On Tuesday we went for a nice 9 km walk around the town of La Roque-Gageac, on the banks of the Dordogne River, and into the hills behind. La Roque-Gageac is another of those “Most-Visited” towns of France. It is built into the limestone cliff that towers above the river. The limestone in this part of France is in huge horizontal strata that the river has cut deeply down into. Because there are slight differences in the hardness of the different layers some have eroded more than others, forming long chambers 5 to 10 meters deep and tens to hundreds of metres long.
These are known to have provided shelter for humans for at least 55,000 years. Modern houses in La Roque-Gageac, and Rocamadour as well, and many other villages are built right into these overhangs. The limestone provides the back wall and floor to the houses, and sometimes the roof. If you can imagine a sideways photograph of a row of terrace houses, then tear it roughly down the centre, it is what you have here. La Roque-Gageac is, however, a bit of a real-estate risk. Over the last hundred years there have been major collapses that have carried away houses, and killed a number of people.

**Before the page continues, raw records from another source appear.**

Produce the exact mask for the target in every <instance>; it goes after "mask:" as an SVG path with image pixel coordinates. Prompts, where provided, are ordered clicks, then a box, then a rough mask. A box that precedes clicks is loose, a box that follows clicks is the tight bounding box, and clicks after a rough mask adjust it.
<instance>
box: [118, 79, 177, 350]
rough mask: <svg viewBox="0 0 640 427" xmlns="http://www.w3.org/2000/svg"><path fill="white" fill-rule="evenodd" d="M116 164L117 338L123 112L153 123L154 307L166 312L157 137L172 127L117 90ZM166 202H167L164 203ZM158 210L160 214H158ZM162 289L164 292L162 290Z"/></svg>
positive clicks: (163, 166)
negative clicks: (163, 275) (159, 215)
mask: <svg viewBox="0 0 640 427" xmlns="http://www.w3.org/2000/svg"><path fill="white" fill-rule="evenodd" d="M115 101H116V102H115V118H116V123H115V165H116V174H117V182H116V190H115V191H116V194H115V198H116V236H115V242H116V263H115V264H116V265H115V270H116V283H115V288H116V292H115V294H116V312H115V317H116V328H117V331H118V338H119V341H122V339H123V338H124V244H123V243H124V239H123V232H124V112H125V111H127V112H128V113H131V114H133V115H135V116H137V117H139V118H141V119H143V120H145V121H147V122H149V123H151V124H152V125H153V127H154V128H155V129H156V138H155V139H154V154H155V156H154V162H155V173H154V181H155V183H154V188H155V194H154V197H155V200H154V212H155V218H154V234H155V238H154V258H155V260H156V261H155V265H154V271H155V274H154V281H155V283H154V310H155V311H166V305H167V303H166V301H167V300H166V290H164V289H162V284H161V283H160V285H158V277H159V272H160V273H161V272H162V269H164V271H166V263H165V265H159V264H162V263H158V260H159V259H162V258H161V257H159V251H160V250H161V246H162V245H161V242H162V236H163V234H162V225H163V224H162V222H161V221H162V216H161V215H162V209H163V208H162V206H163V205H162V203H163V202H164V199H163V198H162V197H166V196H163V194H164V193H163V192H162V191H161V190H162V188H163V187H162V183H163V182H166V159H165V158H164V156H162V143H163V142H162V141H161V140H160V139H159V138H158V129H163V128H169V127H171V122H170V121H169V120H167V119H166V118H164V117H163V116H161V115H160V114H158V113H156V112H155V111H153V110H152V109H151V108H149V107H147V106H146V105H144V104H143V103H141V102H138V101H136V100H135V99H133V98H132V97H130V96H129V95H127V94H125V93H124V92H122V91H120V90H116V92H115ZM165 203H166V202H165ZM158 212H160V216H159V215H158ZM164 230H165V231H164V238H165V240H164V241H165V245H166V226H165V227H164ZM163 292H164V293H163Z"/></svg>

A more spectacular example is the now deserted Roque St Christophe. It once had five layers of housing, with one of the overhangs a kilometre long, and is thought to have accommodated up to 1500 people in the Middle Ages. The village was easily defended, with a single fort at the end of each level able to defend the whole community. Roque St Christophe held out against the Vikings who sailed up the Dordogne, when a lot of larger towns couldn’t.
It took the English army to finally break through the defences in the Hundred Years War. This, and the later Religious Wars, finally destroyed the community, and it was eventually abandoned. The site is eerie. The whole cliff face is covered with rectangular holes where beams were inserted to hold up floors and rooves. You can see where rooms were carved back into the limestone, and steps carved into the stone linking different levels.
Wild Thing just isn’t the same any more.